Paylaş
Yazılarımı dikkatle okuduğunu söyledi, “Bugünkü yazınızda sosyal demokrat ilkelerimizin içinin doldurulması gerektiğini belirtmişsiniz” diyerek devam etti:
“Evet bunu yapacağız. Doğru söylüyorsunuz, rahmetli Ecevit liderliğindeki Ortanın Solu hareketinin bir özelliği de teorik çalışmalar yapmasıydı. Sayın Sencer Ayata’yı görevlendirdim. Tabandan tavana bir program çalışması yapacağız, hazırlıklarına başladık. En geniş kitlelerin görüşlerini alacağız. Alman, Fransız, İngiliz sosyal demokrat partilerinin programlarını getirttik. Onları da inceleyeceğiz. Son şeklini program kurultayımızda vereceğiz.”
Ecevit’in yaptığı gibi, Kemal Kılıçdaroğlu da görüşlerini ortaya koyan bir kitap yazacak mı?
“Evet yazacağım. Esasları zihnimde mevcut. Fakat program çalışmamız tamamlandıktan sonra kaleme alacağım kitabımı.”
CHP’ye taze kan?
Kılıçdaroğlu’na “Sencer Ayata bu işi yapacak çok isabetli bir tercihtir” demekten kendimi alamadım. Sosyolog Ayata’nın akademik çalışmalarını biliyorum. Türkiye’nin toplumsal yapısındaki değişmeyi ve bilhassa Anadolu’da yükselmekte olan orta sınıfın önemini çok iyi gören bir akademisyendir.

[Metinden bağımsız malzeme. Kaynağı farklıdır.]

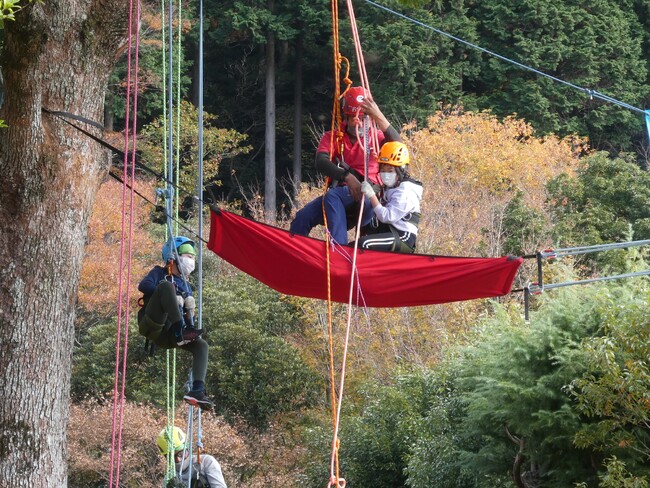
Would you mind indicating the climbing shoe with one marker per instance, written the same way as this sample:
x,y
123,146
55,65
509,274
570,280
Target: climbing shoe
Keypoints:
x,y
187,335
198,398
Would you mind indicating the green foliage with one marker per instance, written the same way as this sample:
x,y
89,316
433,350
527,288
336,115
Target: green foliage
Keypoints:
x,y
511,382
615,388
375,444
256,376
608,198
217,144
412,70
8,10
254,373
598,47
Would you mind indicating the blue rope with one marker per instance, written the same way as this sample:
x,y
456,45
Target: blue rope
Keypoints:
x,y
592,93
200,177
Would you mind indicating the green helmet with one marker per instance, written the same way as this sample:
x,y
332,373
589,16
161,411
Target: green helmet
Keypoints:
x,y
182,244
177,440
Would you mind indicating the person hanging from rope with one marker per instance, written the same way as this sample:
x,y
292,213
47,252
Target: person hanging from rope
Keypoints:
x,y
346,169
206,470
396,217
167,314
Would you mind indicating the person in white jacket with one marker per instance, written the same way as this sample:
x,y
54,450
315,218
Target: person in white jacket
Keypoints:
x,y
206,470
398,211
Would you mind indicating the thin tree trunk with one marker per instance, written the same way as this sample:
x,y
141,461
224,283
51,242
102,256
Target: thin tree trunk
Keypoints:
x,y
269,145
58,55
297,118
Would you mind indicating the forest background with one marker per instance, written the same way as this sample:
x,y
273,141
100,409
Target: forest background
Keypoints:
x,y
465,394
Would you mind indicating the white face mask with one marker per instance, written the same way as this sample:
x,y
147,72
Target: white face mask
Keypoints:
x,y
389,179
186,264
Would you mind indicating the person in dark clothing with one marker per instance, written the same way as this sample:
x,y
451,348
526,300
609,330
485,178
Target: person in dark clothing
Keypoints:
x,y
346,169
166,316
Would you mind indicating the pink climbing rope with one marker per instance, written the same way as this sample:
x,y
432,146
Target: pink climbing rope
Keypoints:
x,y
123,298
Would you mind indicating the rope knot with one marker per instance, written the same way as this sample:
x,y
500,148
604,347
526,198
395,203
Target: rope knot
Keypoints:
x,y
336,482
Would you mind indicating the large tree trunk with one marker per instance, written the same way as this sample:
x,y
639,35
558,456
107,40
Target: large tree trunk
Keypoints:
x,y
57,55
269,139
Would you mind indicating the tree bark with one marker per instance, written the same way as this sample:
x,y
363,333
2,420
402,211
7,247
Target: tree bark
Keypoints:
x,y
57,54
269,144
297,118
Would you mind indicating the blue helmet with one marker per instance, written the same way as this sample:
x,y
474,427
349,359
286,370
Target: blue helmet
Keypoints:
x,y
188,247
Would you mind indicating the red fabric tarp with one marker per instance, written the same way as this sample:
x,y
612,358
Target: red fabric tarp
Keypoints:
x,y
296,265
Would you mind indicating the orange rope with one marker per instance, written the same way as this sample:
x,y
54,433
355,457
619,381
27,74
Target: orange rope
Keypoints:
x,y
337,146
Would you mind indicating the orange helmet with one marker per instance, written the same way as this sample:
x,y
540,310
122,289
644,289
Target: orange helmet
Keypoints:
x,y
352,100
394,153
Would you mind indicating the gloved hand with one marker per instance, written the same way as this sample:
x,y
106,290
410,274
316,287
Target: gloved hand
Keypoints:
x,y
367,189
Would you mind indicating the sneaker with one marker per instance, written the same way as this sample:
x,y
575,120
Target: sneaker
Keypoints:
x,y
188,334
198,398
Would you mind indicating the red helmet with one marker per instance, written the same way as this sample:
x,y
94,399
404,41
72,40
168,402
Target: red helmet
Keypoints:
x,y
352,100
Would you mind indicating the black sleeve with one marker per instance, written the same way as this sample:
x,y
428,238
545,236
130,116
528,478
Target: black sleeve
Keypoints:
x,y
391,135
327,167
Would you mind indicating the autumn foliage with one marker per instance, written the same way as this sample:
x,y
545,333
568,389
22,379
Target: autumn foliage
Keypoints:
x,y
100,272
471,165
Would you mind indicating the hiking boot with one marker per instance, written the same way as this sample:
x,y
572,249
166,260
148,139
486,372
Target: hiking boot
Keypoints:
x,y
198,398
187,335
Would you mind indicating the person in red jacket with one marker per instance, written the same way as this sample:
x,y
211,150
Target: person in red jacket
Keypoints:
x,y
346,169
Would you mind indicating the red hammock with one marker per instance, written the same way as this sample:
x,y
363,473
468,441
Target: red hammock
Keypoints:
x,y
295,265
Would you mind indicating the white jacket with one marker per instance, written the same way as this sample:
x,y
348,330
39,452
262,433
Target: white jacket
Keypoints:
x,y
398,203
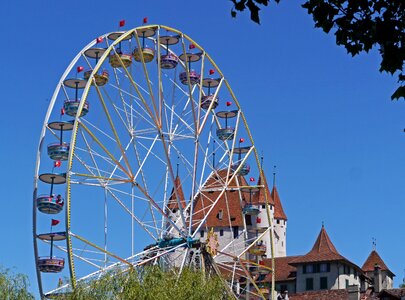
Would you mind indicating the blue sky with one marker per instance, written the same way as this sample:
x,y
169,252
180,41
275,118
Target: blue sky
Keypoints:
x,y
324,118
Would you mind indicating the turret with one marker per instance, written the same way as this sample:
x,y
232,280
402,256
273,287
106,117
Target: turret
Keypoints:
x,y
280,223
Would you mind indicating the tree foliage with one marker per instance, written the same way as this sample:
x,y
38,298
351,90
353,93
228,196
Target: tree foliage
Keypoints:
x,y
13,286
359,26
151,284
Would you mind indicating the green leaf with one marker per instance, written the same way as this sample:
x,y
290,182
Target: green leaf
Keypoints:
x,y
399,93
254,11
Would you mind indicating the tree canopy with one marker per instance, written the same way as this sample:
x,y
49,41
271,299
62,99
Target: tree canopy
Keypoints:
x,y
13,286
358,25
150,283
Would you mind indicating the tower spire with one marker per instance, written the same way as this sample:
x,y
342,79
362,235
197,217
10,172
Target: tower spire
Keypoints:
x,y
177,166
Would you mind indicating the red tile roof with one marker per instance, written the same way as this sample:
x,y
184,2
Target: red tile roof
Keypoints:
x,y
278,208
394,293
323,250
172,203
321,295
372,260
260,196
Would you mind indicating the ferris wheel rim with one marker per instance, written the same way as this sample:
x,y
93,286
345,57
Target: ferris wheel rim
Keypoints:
x,y
83,99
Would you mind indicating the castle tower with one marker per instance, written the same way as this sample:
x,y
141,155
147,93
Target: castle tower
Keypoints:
x,y
280,223
173,205
262,220
374,267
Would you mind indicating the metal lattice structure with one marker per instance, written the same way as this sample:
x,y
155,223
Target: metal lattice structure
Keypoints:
x,y
146,152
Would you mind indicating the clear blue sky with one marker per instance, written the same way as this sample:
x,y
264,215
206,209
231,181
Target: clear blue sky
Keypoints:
x,y
325,119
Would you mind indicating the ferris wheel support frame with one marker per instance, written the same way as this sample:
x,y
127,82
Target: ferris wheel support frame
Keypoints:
x,y
156,116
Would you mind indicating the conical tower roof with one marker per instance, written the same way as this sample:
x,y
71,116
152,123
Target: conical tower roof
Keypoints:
x,y
372,260
278,207
173,203
260,196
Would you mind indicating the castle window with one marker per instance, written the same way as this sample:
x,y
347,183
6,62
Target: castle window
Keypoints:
x,y
283,288
235,231
323,283
309,284
220,214
325,267
308,268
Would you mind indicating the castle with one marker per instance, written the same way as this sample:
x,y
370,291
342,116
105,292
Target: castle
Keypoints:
x,y
322,273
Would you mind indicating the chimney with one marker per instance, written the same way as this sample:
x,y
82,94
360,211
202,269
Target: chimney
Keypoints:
x,y
377,278
354,292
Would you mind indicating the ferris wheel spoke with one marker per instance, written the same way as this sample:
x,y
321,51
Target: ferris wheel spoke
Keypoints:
x,y
136,87
207,114
130,213
114,131
99,248
146,73
88,261
105,149
172,177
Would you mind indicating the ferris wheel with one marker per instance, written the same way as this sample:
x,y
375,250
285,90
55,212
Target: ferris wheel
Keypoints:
x,y
146,158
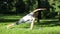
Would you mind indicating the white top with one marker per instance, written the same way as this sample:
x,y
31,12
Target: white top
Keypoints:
x,y
29,17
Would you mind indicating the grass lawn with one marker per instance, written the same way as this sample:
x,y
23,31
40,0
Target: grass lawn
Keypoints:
x,y
44,27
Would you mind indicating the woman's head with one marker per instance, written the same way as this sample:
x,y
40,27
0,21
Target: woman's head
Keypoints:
x,y
35,14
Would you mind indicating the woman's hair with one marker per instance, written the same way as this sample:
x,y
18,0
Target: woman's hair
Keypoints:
x,y
35,14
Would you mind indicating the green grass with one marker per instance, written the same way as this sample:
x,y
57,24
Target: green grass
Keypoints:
x,y
44,27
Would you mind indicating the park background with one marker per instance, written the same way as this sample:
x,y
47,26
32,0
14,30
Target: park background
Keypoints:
x,y
12,10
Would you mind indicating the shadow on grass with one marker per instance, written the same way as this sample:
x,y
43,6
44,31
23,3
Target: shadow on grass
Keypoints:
x,y
49,24
8,20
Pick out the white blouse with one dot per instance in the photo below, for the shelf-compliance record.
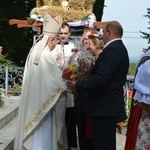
(142, 82)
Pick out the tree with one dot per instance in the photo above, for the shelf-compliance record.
(16, 42)
(147, 35)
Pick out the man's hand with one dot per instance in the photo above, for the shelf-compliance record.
(71, 86)
(1, 49)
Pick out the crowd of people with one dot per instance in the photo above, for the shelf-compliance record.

Kılıçdaroğlu ile görüştükten sonra Ayata’yı aradım. “Ben yeni programı yazmayacağım, programın oluşmasını örgütleyeceğim” dedi. Bunun için bölge toplantıları yaparak bütün kesimlerin görüşlerini alacaklarını, partiye hizmeti geçmiş olanları dinleyeceklerini belirtti. “Bütün entelektüel dünya ile temas kuracaklarını” da vurguladı.
CHP, Sosyalist Enternasyonel’de bile sorunlar yaşamıştı. Şimdi Sencer Ayata şunları söylüyor:
“Batı merkezli düşüneceğiz, ama aynı zamanda gelişmekte olan ülkelere bakacağız. Brezilya tecrübesi, Ortadoğu, Türk dünyası, Balkanlar, bunlarla ilişkilerimizi geliştireceğiz...”
Bunlar ne demek? CHP’nin bugüne kadar yabancı kaldığı kesimlere, eleştirel aydınlara ve coğrafyalara açılması demek...
Ne ölçüde başarırlar bilmiyorum ama bu çabayı önemsiyorum. Bir siyasi hareket, hem beşeri, hem zihni taze kanı ancak böyle alabilir. CHP kapalı kaldığı için oksijensiz de kalmıştı!
İş diliyle konuşmak
Siyaset polemiksiz olmaz. Fakat bizde polemikler sık sık ölçüyü aşıyor. Bunları önemsemiyorum. Halkın da önemsediğini sanmıyorum.
Önemli olan ortaya geniş kitlelerin benimseyebileceği bir program koymaktır. Gelişmiş ülkelerde de seçmenler parti programlarını pek okumazlar ama partilerin ve liderlerin bıraktığı izlenim ve bilhassa icraat kapasitesi halkta bir kanaat uyandırır ve sandıktan ona göre oy çıkar.
CHP’nin yenilenmesini ortaya koymak üzere ‘kitap’ yazılması önemlidir. Batı solunda da vardır bu ‘kitap’ geleneği... Bu yetmez tabii. CHP, öteden beri kitlelerde icraat partisi izlenimi veremiyor, daha çok siyasi ve ideolojik retorikle tanınıyor. Bunu rahmetli Metin Toker de yazmıştı. Deniz Baykal “Siyasal Katılma” adlı doçentlik tezinde akademik düzeyde anlatır bu gerçeği.
Fakat ay başında çalışanların ücretini ödeyecek bir KOBİ sahibi, yahut ürününü pazarlayacak bir çiftçi “Bunlar işi biliyorlar, bunlar ülkeyi yönetebilir” diye düşünmedikçe en iyi ‘kitap’ etkisiz kalır şüphesiz.
Kitap elbette önemli fakat iş ve icraat diliyle konuşmak da çok önemli.